The Sound of a Million Dreams by Camfield Suanne;Calhoun Adele Ahlberg;

The Sound of a Million Dreams by Camfield Suanne;Calhoun Adele Ahlberg;

Author:Camfield, Suanne;Calhoun, Adele Ahlberg; [Camfield, Suanne]
Language: eng
Format: epub
ISBN: 6006796
Publisher: InterVarsity Press
Published: 2017-02-03T21:44:32+00:00


When I lament the rushing, when I lament the dishes and my job and the kids’ schedule and Eric’s work and his graduate school and the crashing of the waterfall because I just want to be attentive to the Stirring, Eric says things that annoy me. The present, in fact, is one of our most recurring arguments, like how we argue about him always leaving the garage door open or how I can’t seem to pull the car in the driveway without maligning half the front yard.

He says things like, “The biggest problem with people today is they think they have to have it all right now,” or “You know, Moses waited forty years to go back to Egypt and he never did get in the Promised Land,” or “One of the biggest challenges in our culture, and for you especially, is that we have to learn to chase the future while still being faithful to the present.”
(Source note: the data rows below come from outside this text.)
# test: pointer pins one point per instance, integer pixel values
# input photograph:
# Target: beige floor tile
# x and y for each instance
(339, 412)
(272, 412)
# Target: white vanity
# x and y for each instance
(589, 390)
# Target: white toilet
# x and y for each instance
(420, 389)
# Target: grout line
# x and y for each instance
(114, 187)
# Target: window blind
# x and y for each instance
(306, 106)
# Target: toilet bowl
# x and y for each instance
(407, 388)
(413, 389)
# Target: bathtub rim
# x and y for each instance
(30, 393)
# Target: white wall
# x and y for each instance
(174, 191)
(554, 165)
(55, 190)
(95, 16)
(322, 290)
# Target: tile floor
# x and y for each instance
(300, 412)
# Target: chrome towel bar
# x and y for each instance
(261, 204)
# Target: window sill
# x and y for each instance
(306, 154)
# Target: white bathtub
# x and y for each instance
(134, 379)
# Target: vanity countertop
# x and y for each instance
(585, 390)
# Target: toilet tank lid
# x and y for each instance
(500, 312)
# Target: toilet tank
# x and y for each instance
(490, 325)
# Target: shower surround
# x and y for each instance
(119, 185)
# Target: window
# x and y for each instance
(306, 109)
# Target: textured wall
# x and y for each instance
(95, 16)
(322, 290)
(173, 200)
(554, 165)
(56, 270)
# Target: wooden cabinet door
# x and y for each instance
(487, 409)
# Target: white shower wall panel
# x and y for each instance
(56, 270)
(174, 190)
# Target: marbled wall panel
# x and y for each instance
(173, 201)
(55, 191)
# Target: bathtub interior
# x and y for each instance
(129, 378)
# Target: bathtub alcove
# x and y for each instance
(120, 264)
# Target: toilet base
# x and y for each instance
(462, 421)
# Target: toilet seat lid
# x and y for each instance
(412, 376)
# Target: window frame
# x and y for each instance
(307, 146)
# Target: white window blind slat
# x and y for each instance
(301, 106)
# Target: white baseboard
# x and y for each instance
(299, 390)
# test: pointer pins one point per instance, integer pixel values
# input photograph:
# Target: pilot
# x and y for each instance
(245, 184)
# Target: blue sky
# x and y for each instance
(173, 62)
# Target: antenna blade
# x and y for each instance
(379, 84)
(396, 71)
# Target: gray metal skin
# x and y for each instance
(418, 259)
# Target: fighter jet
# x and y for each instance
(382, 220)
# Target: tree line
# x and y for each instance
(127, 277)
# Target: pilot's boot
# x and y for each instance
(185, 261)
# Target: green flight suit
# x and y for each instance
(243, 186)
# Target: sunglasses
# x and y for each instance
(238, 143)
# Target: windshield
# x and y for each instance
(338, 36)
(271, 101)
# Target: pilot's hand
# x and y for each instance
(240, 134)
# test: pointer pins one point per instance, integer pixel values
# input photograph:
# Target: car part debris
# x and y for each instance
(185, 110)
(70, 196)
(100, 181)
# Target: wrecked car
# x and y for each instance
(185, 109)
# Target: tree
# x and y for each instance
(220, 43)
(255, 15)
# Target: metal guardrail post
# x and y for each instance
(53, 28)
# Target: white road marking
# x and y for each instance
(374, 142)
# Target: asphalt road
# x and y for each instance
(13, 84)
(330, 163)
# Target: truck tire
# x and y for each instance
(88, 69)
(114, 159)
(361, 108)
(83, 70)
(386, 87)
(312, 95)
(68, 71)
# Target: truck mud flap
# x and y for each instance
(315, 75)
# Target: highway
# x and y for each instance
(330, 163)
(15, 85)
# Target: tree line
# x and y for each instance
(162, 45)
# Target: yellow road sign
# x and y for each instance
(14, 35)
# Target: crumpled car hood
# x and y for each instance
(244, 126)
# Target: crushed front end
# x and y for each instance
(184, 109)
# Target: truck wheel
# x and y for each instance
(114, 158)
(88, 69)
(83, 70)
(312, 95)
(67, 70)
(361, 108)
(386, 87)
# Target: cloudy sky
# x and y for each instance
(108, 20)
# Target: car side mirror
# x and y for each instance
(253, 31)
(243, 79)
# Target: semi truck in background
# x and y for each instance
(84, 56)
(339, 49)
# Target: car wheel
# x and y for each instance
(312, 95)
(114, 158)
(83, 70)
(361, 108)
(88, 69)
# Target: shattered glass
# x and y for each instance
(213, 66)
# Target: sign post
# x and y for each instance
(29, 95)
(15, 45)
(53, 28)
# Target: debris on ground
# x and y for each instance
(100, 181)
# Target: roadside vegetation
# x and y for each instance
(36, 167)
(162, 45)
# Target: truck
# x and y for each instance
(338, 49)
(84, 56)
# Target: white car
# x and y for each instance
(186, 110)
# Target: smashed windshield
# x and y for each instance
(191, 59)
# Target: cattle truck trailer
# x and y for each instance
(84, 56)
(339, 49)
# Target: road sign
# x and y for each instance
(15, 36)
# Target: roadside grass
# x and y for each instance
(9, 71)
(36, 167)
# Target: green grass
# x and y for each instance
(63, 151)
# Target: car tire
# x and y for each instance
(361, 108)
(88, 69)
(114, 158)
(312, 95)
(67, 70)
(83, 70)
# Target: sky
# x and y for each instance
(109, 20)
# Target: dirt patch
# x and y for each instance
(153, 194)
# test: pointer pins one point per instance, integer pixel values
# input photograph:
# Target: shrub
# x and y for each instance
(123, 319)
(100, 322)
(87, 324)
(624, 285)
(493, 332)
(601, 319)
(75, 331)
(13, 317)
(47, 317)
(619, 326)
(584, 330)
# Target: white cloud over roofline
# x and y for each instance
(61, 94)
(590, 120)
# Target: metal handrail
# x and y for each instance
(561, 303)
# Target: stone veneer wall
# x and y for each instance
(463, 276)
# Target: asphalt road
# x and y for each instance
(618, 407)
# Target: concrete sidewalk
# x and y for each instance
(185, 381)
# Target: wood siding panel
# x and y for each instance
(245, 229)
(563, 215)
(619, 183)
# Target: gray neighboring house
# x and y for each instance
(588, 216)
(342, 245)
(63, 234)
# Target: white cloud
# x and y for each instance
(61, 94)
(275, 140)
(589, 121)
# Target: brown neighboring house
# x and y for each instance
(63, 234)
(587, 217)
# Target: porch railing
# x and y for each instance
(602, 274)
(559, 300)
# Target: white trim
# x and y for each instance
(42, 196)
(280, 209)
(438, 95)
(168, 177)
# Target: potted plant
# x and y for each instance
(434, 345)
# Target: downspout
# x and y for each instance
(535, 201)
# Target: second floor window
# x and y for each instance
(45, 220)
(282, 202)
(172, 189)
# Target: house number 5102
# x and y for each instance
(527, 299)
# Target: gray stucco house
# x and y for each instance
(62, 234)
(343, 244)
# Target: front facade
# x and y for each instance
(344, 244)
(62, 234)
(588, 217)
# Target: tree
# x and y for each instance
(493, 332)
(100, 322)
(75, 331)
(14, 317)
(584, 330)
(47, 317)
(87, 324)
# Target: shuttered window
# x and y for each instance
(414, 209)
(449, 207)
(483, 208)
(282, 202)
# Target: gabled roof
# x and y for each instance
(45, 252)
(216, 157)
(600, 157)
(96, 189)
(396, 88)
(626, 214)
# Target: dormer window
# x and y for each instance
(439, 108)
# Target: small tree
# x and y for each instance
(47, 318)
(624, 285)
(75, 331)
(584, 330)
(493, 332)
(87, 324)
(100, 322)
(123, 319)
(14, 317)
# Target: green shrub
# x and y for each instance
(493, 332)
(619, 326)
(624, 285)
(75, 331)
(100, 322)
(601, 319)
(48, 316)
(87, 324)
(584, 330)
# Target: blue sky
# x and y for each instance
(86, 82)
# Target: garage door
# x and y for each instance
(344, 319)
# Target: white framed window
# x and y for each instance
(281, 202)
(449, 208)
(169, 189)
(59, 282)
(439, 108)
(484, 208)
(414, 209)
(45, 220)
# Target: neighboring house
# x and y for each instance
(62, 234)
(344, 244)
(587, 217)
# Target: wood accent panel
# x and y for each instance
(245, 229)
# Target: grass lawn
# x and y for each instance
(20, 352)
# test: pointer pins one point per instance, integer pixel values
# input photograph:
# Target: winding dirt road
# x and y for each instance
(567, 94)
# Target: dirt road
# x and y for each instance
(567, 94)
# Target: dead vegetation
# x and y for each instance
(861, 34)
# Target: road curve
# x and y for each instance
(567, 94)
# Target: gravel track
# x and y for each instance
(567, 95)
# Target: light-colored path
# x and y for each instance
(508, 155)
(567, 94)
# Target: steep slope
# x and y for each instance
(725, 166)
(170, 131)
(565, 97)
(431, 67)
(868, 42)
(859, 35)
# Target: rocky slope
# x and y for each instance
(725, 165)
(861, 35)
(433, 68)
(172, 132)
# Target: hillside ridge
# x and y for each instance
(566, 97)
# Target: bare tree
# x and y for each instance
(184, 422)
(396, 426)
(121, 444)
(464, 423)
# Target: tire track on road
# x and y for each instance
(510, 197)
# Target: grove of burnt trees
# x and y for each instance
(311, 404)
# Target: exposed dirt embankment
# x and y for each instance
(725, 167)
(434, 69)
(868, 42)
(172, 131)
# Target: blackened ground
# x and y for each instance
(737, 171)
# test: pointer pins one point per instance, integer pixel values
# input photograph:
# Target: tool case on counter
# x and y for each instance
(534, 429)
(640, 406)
Oh, wait. That’s a good one—and the one that annoys me the most.

I know that the present is one of the most beautiful gifts we’ve been given. The present is where life unfolds, when we’re focused more on who we’re becoming than on where we’re trying to go. The future can’t shape us because it has not happened yet; only the present (which also will, at some point, become our past) can shape us into who we are. While the past reminds us who we are, the sanctifying process of the present whittles our character and our holiness to allow us to see each day as a step closer to the divine.

Yet in all the rushing and hurry, the present is what I begin to resent the most.

The present where my children, the two most beautiful and impressionable souls I know, live in the shelter and protection and guidance of my home, a home that will only contain them for a handful more years. The present where all four of my children’s grandparents are vibrant and healthy, where I can still wear four-inch heels, and I have a life I largely I love. The present where I learn to become a better writer, where my marriage heals and grows, where my friendships run deep for the sheer quality of time and experience we’ve communed together; where I am finally learning to accept myself and those around me, flawed and broken as we all are; where pretense becomes intolerable, image-keeping laughable, where a few extra pounds around my waistline aren’t the end of the world, where sunscreen becomes more important than the bronze of a glowing tan. The present, where I’ve become a person who listens better, talks less, lives and loves more intentionally; where interruptions become invitations, where I recognize my perpetual need for grace, and where eternity becomes the only answer that makes sense of this unjust and broken world.

The present, where becoming happens in the thickest parts of all the doing.

It is fall, and I am cleaning my backyard, pulling weeds, pruning bushes, digging through the earth of my flowerpots, clipping burnt ends.